One way of saying that the reverberations of the Depression carry pretty far even as they do not violate the boundaries of national cultural styles in movie making is to notice that the Depression is itself what is referenced in the particular genres that were born in the Depression. Think of the exquisite use of time that occurred by placing “The Godfather” as a story that takes place in the late Forties, a decade after “Scarface”, the mobsters already somewhat assimilated, the older dons either more suave or sophisticated, looking out for their families by being conservative rather than daring, Michael a throwback to his father’s youthful determination though trying to imitate the concerns of his fathers more mature years.
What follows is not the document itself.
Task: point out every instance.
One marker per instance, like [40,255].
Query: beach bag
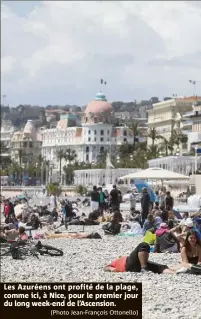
[149,238]
[195,270]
And then following that up with “Godfather II”, which broadens out the time frame from its Fifties confirmation party, back to the old days, the relationships set up at that time to be revisited under Michael’s new dispensation which is as ruthless as his father’s but far more complex in its scope, dealing with public stage politicians and more complex matters than how to intimidate a Hollywood studio boss. It is now about how to take over a country. Or “Godfather III”, which involves meddling in the Church itself, no longer just a cover for moral decrepitude, but rather an ally in the battle to save it from its enemies and to, by the way, perhaps save one’s own soul by doing this good deed by using one’s old skills in doing bad, a tragic undertaking paid for not by the death of Michael but by something worse: the death of his son. (Not, as the critics thought, a shabby movie, either as to theme or visualization. There was just not enough money, I guess, for a really big party, only a little big one.) You say none of the three movies are about the Depression? Not so, in that they surround it. They reawaken “Little Caesar” and “Scarface” as episodes in the longer epic of ethnic assimilation that need not be retold because it either is or is presumed to be known by the viewer. In this way, the movies establish for us a canon: those movies that are needed to explain other movies, the moviegoer forever catching up on what it is necessary to know.